The geographic scale removes much of the sub-hourly higher frequency regulation now necessary, according to Clack. “The hourly variability is explicitly modeled and the load is matched in each market each hour for an entire year…while providing 7% following reserves and accounting for the electric losses for shuffling power across the U.S.” 

In theory, MacDonald added, variability of wind, solar, and demand over large areas can be balanced with a real time control system that determines power flow over the whole network, including power input and output from multiple stations.

“Such a control system has to interface with the AC distribution system,” MacDonald said. “But the engineers I have talked to indicate the DC tie tends to stabilize smaller scale AC distribution systems.” 

Without addressing the NEWS authors’ plans specifically, Lin believes storage and other distributed energy resources (DERs) would improve any bulk transmission system scenario because they would “optimize the load side.”

Even with supply that is completely sufficient, DERs can make the load less peaky, she said. “And why have a purely supply-driven solution?
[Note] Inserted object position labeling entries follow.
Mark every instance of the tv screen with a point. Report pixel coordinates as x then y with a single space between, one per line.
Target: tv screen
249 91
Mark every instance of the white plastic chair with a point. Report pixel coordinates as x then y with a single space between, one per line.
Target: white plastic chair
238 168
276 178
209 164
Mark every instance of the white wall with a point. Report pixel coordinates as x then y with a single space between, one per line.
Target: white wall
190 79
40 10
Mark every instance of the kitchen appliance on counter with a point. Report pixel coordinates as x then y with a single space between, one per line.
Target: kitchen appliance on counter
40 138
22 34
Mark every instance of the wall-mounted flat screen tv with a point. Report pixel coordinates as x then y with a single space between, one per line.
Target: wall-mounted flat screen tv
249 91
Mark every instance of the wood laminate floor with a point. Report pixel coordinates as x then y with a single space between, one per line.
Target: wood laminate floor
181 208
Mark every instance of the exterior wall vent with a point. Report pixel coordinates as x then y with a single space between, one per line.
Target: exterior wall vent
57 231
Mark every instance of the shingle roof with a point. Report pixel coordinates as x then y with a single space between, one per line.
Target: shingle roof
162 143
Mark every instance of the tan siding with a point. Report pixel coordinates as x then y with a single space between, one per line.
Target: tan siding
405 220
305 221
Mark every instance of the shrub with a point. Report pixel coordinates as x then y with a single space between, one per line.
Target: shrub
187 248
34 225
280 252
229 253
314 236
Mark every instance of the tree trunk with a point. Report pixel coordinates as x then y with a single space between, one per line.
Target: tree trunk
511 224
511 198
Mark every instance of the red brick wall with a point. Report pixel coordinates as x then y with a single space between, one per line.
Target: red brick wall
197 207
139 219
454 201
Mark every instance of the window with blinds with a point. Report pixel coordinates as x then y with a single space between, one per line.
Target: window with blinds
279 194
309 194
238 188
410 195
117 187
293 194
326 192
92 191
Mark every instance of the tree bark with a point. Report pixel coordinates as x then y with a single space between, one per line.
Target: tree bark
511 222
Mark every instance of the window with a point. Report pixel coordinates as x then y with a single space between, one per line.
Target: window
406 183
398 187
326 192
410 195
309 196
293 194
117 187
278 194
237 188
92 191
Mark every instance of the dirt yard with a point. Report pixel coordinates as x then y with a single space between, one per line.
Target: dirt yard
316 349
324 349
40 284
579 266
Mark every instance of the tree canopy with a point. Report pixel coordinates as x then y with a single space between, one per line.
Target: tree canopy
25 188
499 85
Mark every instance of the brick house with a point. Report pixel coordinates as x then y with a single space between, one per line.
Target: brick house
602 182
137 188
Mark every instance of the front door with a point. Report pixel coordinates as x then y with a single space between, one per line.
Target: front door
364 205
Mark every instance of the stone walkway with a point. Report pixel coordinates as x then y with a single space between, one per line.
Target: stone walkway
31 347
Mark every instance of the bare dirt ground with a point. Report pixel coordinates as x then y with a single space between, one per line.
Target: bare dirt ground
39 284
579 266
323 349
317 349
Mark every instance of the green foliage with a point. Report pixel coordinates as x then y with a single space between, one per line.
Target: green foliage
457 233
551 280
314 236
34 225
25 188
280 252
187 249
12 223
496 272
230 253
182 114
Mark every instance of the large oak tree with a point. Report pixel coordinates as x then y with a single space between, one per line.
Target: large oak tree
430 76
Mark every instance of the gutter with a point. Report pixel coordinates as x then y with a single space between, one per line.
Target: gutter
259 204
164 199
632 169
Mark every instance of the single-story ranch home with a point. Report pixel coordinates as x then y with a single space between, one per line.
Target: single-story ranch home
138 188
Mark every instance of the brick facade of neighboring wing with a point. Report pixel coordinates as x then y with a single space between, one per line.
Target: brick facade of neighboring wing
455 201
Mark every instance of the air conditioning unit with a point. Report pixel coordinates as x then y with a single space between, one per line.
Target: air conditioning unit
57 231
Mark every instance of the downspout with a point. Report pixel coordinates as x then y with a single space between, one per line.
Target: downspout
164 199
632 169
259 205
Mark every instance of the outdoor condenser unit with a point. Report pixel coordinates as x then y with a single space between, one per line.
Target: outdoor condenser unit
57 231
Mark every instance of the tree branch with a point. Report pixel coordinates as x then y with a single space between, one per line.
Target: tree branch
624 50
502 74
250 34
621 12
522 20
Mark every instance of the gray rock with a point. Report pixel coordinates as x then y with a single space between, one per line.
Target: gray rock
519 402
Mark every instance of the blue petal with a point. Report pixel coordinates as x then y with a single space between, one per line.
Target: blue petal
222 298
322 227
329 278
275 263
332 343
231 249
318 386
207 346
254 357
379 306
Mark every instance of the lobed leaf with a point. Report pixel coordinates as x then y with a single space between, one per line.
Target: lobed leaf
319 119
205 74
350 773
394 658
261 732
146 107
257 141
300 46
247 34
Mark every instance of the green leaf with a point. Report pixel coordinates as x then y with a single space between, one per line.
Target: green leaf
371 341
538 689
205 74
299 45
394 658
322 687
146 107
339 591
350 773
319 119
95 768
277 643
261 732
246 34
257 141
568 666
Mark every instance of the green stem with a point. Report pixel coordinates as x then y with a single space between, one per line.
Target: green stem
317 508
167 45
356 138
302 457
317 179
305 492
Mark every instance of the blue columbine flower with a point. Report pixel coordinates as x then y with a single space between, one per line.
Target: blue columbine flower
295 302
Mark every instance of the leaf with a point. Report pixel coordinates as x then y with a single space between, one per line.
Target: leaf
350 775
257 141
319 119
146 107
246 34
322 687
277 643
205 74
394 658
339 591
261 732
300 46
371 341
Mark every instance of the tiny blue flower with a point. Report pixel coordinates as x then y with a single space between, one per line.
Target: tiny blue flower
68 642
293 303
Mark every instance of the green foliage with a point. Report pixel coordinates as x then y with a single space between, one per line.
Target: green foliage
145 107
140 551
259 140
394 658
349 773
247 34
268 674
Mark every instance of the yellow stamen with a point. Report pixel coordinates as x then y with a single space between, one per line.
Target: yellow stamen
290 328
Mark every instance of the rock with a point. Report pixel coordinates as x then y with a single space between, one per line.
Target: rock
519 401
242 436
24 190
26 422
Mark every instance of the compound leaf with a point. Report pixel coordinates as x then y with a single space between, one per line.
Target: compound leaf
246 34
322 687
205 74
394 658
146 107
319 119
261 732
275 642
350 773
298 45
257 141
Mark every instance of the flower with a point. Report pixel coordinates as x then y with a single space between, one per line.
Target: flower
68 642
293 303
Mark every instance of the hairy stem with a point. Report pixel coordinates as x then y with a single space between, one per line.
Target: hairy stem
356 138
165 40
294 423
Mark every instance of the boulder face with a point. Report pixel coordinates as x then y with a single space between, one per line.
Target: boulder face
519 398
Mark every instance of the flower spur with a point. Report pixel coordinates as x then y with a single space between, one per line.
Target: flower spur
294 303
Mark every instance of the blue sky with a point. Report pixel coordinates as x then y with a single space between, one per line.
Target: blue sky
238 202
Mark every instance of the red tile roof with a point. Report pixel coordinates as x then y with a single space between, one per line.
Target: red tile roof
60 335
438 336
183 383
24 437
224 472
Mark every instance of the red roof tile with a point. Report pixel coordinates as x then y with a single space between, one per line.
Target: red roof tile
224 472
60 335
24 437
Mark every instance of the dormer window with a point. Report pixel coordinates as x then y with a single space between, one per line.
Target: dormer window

Being smarter about load and smarter about supply will help cost-optimize transmission and distribution and make the whole system more reliable.”

NEWS showed there would be “extraordinary costs to get to higher levels of distributed resources,” Clack said. “One of the biggest costs will be upgrading the distribution system because it is not designed for two-direction power flows. Utility-scale renewable sources would be just like other traditional generators with one way power flows.”

DERs offer the “unique advantage” of stacked revenue streams that many valuations do not account for, observed GTM Research Grid Edge Analyst Andrew Mulherkar. They benefit utilities, the grid, and help reduce GHGs, and they also provide value streams like lower customer bills, backup power, and increased control of energy use.”

The possibility of transitioning to a national bulk power system is intriguing but has challenges, he said. “There is a very high growth potential for DERs because they are drivers for the utility, for consumers, and for commercial and industrial customers.”

Different perspectives

Formidable challenges come with “a large transformation of the U.S. electrical power system by the 2030s,” acknowledges the NOAA researchers paper. They include “the integration of variable generators; changes to the existing regulatory, commercial and legal system; and investments in an HVDC network and new power plants.”

At the same time, it offers the potential for benefits beyond an 80% GHG reduction from power generation, MacDonald noted. “The electric system is only about 37% to 38% of U.S. carbon emissions. There are also autos and trains and space heating that generate emissions.”

Electricity is increasingly being used for those purposes, he said. “If that means more coal, we have lost. But if you decarbonize electricity generation, you decarbonize those things, too.”

This plan, with existing technology, will also work in other major world economies like China and India and Europe, he added. “There is an opportunity here to do something in the immediate future.”

The transition “would be a difficult transition,” the paper concludes. But it is "not dissimilar to previous U.S. projects for the creation of national markets, such as the transcontinental railroads of the nineteenth century, and the interstate highway system of the twentieth century."

Utilities charged with the responsibility for keeping the lights on and the air conditioning running often don’t have the same a historical perspective as researchers.

“Pumped and battery storage are definitely areas that need to expand as we incorporate more renewable energy on the grid,” observed Duke Energy Spokesperson Randy Wheeless. “But the need for new transmission will not go away – especially as we move to a world where generation could be distributed all around our system.”

“Grid design requires the use of a diverse set of assets to minimize risk,” Hanley said. “Making the grid more distributed supports greenhouse gas emission goals while also introducing more flexibility into the grid to mitigate the risk of large, centralized outage events.”